La palme de la plus belle pièce pour quatre mains de
Schubert, et peut-être même de tout le répertoire, revient cependant à la
Fantaisie en fa mineur. Composée entre janvier et avril 1828, elle coûta
à Schubert beaucoup d'efforts. La dédicataire de l'œuvre était Caroline
Esterhazy, la fille du comte, que Schubert aimait depuis déjà plusieurs années ;
amour impossible, bien sûr, entre le jeune compositeur peu fortuné et la jeune
fille issue de la noblesse. Dès lors, difficile de ne pas voir dans cette pièce
la recherche symbolique et intime d'une union que Schubert savait sans espoir
dans la réalité.
La Fantaisie en fa mineur, comme la
Fantaisie pour piano en ut majeur op. 15 de 1822 (D. 760), dite
Wanderer-Fantaisie, embrasse d'un seul geste les quatre mouvements de la
sonate traditionnelle. Le premier thème, énoncé dans un piano presque
imperceptible, revêt à lui seul trois aspects essentiels de la musique de
Schubert : la tendresse, l'intimité et la résignation. Après une interruption,
ce même thème revient, transposé en majeur. Brigitte Massin trouve les mots
justes pour décrire cet épisode : « Par l'étrange phénomène si particulier à
Schubert, le passage au majeur de ce thème lyrique ne fait que confirmer son
émouvante fragilité, sans parvenir à apaiser son inquiétude, bien au contraire.

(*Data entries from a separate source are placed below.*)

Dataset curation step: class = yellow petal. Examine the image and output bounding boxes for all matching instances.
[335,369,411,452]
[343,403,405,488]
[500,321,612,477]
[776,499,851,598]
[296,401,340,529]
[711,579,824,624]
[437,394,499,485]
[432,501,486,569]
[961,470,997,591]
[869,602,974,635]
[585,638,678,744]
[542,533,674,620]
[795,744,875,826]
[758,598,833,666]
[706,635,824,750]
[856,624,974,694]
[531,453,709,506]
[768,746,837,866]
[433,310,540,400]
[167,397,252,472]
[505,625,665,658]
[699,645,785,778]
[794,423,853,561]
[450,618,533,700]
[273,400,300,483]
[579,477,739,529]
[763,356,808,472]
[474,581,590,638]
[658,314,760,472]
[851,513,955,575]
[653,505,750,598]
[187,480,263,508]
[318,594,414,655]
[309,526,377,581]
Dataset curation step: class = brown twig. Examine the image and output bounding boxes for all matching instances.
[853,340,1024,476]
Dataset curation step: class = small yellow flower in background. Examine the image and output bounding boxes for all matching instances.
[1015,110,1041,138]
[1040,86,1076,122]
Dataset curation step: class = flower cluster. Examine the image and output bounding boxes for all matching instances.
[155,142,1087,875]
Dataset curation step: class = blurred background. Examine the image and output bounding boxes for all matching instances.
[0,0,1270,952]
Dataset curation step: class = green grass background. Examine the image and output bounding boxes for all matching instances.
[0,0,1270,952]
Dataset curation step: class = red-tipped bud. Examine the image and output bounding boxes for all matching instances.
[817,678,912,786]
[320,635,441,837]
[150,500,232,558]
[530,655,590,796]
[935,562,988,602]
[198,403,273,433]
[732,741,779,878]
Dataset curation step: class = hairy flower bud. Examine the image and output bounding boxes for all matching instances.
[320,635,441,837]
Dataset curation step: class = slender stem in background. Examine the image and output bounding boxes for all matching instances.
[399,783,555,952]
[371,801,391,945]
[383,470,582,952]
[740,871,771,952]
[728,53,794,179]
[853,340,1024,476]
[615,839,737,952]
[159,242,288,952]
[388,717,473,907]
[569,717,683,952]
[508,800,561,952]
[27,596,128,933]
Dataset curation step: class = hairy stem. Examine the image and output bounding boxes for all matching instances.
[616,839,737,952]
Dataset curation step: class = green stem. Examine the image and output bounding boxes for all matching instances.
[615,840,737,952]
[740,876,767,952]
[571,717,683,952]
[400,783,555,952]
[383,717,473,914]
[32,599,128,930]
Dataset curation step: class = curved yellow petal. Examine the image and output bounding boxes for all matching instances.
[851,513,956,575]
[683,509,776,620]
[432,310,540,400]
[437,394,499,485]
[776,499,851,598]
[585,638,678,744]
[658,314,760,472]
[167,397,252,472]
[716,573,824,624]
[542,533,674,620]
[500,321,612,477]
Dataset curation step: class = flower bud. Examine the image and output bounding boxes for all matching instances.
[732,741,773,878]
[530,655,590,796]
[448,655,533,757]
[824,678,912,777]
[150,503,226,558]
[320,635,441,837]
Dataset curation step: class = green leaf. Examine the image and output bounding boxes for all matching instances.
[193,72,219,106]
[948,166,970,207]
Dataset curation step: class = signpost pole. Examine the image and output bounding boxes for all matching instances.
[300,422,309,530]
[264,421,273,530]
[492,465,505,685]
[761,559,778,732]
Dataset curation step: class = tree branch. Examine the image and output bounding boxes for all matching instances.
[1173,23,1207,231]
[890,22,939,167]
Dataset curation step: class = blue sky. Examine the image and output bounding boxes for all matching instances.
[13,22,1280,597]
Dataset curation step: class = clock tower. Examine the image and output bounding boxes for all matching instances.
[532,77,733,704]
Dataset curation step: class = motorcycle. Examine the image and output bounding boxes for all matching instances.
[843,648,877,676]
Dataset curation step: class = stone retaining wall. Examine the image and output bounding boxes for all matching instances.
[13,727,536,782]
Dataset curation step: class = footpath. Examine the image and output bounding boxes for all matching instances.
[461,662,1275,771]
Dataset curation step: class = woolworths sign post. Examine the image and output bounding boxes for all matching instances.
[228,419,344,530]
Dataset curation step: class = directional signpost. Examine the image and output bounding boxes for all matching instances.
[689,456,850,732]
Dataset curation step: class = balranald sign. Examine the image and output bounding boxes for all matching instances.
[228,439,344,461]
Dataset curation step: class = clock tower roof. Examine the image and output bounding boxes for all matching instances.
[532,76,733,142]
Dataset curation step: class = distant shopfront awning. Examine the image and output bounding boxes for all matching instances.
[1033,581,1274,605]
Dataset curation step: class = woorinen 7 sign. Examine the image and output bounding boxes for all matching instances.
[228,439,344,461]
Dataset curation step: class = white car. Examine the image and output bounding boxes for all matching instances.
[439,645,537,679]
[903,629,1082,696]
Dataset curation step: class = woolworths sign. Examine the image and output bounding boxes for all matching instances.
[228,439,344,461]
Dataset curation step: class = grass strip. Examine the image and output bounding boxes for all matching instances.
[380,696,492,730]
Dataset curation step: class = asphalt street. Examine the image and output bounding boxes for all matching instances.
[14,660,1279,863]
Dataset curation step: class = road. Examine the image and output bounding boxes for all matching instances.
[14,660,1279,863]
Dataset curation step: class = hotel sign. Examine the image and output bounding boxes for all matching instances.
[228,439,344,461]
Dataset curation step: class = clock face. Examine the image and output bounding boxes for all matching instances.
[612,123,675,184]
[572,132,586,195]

» Une deuxième idée est ensuite énoncée, plus austère, plus ouvertement
douloureuse, et une sorte de dialogue se noue avant de s'éteindre en fa
majeur sur une note apaisante. La musique bascule alors en fa dièse
mineur, tonalité des deux « mouvements » centraux. Le largo est introduit par un
épisode angoissé, avec des rythmes fortement pointés et des trilles rageurs. Une
douce mélodie en fa dièse majeur vient contrebalancer cette tension, mais
l'angoisse reprend rapidement le dessus. Un accord de dominante retentissant
assure la continuité avec le thème bondissant de l'allegro vivace en 3/4. Ce
scherzo couvre à lui seul le tiers de l'œuvre et apporte un élément
revitalisant, mais nullement réconfortant, à l'ensemble. Les échanges incessants
entre les registres extrêmes du piano et les violents contrastes dynamiques en
font un passage halluciné, qui trouve un écho plus rassurant dans le trio, en
ré majeur, « con delicatezza ». Après la reprise du scherzo, une
modulation orageuse ramène au ton initial de fa mineur, préparant le saisissant
retour du thème d'ouverture et scellant ainsi l'unité de l'œuvre. Mais une fois
de plus le calme n'est qu'apparence, car il précède un impressionnant
développement fugué qui libère toute la violence contenue dans le deuxième
thème. Ce passage dramatique prend l'allure d'une effrayante course vers l'abîme
et, au moment où la crise semble avoir atteint son paroxysme, la musique
s'interrompt – une fois de plus – brutalement. Le thème initial surgit alors une
dernière fois, amenant la conclusion, bouleversante. Ne reste alors que la
résignation.
De la joyeuse insouciance du Divertissement à la
hongroise à la tristesse de cette poignante Fantaisie, en passant par
l'héroïsme éclatant du Grand Duo, les quatre-mains de Schubert demeurent
avant tout une expérience intime exceptionnelle. Ces pièces demandent aux deux
pianistes une parfaite entente, une complicité secrète, un effort d'écoute
intense qui, une fois présents, rendent le bonheur de les interpréter et de les
écouter comparable à nul autre.
Geoffroy Pignal a remporté avec cet article le
premier prix étudiant - français (250 $, une commandite de Deutsche Grammophon)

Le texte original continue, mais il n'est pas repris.